Yildiray Sisman, Cumali Gokce, Ismail Ciftci, Elif Tarim Ertas
Department of Oral Diagnosis and Radiology, Faculty of Dentistry, Erciyes University, Kayseri, Turkey.
Indian J Dent Res. 2012 Mar-Apr;23(2):283-5. doi: 10.4103/0970-9290.100442.
A 42-year-old man who had been having otalgia and facial and neck pain for 6 months presented for a routine dental examination. He had suffered two head traumas, the first 20 years ago and the second 4 years ago. A panoramic radiograph (PR) was taken as a screening film after the clinical examination. Bilateral styloid process elongation (SPE) was detected, and the patient was diagnosed as having Eagle syndrome. The styloid process (SP) length was 78 mm on the right and 74 mm on the left on multislice computed tomography (MSCT). Bone scan of the cranium showed normal uptake of radiotracer in the cranial bones and some little activity was detected as a silhouette in the localization of SPE in planar and SPECT images. To the best of our knowledge, this is the first case investigating SPE by bone scintigraphy in a patient with Eagle syndrome.

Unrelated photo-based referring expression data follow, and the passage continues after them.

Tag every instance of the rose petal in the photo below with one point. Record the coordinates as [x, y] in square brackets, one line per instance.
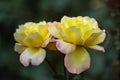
[96, 47]
[19, 36]
[46, 42]
[52, 29]
[33, 55]
[95, 38]
[74, 35]
[19, 48]
[51, 46]
[77, 61]
[65, 47]
[33, 40]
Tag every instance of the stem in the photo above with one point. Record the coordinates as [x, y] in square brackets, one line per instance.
[65, 74]
[53, 69]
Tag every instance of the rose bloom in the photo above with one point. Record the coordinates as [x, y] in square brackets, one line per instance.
[73, 35]
[31, 39]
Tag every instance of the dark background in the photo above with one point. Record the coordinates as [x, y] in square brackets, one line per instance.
[104, 66]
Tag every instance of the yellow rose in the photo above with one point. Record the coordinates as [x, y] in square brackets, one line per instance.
[73, 36]
[31, 39]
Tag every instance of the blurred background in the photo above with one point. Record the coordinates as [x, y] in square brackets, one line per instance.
[104, 66]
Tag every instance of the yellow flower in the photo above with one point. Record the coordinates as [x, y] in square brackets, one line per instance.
[31, 39]
[73, 36]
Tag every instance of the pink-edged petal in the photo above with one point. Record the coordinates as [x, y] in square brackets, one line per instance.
[95, 38]
[46, 42]
[19, 48]
[65, 47]
[74, 35]
[97, 47]
[33, 40]
[33, 55]
[52, 29]
[77, 61]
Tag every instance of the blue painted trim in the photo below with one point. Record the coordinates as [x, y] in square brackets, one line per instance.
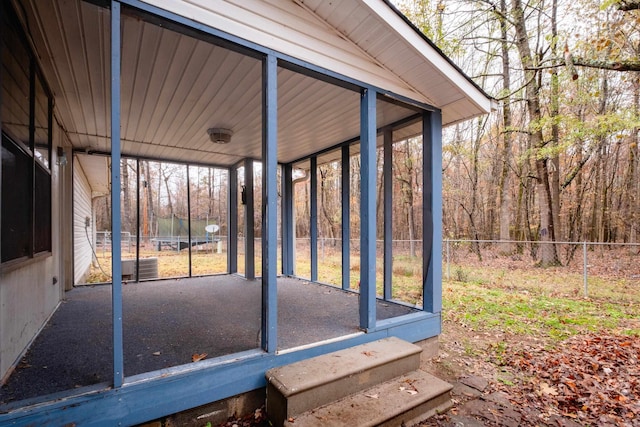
[116, 220]
[138, 215]
[432, 211]
[232, 220]
[249, 223]
[189, 237]
[346, 217]
[287, 220]
[270, 205]
[195, 384]
[313, 220]
[388, 213]
[395, 125]
[286, 61]
[368, 210]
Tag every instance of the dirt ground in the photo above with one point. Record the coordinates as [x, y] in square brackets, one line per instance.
[522, 381]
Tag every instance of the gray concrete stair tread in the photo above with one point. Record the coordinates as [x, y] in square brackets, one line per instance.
[407, 399]
[312, 373]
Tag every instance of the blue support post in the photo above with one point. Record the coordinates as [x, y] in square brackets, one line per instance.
[287, 220]
[346, 218]
[432, 211]
[232, 220]
[368, 209]
[189, 235]
[313, 225]
[388, 212]
[249, 223]
[269, 204]
[116, 226]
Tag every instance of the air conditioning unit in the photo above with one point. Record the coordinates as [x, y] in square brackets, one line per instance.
[148, 269]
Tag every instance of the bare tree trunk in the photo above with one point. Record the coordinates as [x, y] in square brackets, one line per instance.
[126, 196]
[503, 187]
[555, 132]
[548, 255]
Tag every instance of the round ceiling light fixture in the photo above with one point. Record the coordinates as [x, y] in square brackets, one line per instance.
[220, 135]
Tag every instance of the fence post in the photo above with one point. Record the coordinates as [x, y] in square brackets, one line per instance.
[584, 261]
[448, 264]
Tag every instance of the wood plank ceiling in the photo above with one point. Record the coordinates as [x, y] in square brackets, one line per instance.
[175, 87]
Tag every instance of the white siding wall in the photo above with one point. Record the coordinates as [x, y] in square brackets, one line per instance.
[82, 253]
[28, 295]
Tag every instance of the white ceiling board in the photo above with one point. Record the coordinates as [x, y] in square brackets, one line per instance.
[175, 87]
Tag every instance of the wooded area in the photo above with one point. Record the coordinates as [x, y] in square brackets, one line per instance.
[558, 160]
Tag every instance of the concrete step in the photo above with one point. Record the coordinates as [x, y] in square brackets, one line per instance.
[308, 384]
[403, 401]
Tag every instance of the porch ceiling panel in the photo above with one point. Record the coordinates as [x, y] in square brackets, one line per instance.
[175, 87]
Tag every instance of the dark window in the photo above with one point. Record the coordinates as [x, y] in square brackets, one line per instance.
[25, 112]
[16, 201]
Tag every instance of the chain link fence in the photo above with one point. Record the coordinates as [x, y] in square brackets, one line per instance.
[579, 267]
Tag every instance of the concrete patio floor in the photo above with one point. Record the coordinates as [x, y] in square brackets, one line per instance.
[167, 321]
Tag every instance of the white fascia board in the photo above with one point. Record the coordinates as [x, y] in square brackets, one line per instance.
[431, 55]
[227, 17]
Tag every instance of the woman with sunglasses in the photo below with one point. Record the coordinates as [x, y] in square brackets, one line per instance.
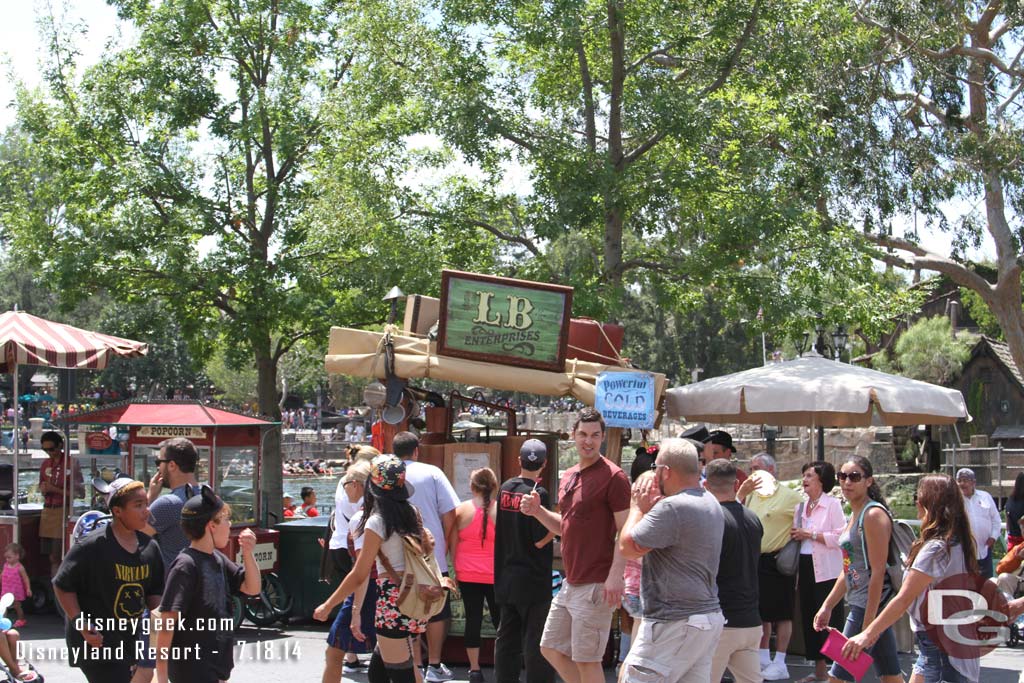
[945, 549]
[864, 582]
[817, 524]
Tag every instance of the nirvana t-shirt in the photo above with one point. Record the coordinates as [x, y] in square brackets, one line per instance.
[165, 517]
[522, 571]
[737, 568]
[199, 587]
[112, 586]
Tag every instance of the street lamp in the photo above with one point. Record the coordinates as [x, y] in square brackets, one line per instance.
[827, 346]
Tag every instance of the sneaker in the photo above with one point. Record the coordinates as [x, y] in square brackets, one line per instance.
[438, 674]
[355, 667]
[776, 672]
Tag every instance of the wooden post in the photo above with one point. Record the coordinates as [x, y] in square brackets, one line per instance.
[614, 449]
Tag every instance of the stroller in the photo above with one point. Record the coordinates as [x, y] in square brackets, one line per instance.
[29, 673]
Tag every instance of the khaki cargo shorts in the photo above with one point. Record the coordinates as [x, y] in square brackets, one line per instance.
[579, 623]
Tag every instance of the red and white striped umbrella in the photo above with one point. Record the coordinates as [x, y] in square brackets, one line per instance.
[27, 339]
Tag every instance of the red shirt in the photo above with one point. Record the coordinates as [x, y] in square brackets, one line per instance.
[588, 500]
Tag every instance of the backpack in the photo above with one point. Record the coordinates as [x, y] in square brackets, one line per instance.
[422, 589]
[899, 547]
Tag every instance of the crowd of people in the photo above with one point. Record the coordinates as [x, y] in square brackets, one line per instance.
[705, 561]
[153, 569]
[691, 550]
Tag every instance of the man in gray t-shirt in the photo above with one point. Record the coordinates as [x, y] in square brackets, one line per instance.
[676, 526]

一名42岁男性,有耳痛、面部和颈部疼痛6个月,前来进行常规牙科检查。他曾遭受两次头部外伤,第一次是20年前,第二次是4年前。临床检查后,拍摄了全景X线片(PR)作为筛查片。检测到双侧茎突过长(SPE),该患者被诊断为患有鹰综合征。多层计算机断层扫描(MSCT)显示右侧茎突(SP)长度为78mm,左侧为74mm。颅骨骨扫描显示颅骨放射性示踪剂摄取正常,在平面和SPECT图像的SPE定位处检测到一些轻微活动,表现为轮廓影。据我们所知,这是第一例通过骨闪烁显像对鹰综合征患者的SPE进行研究的病例。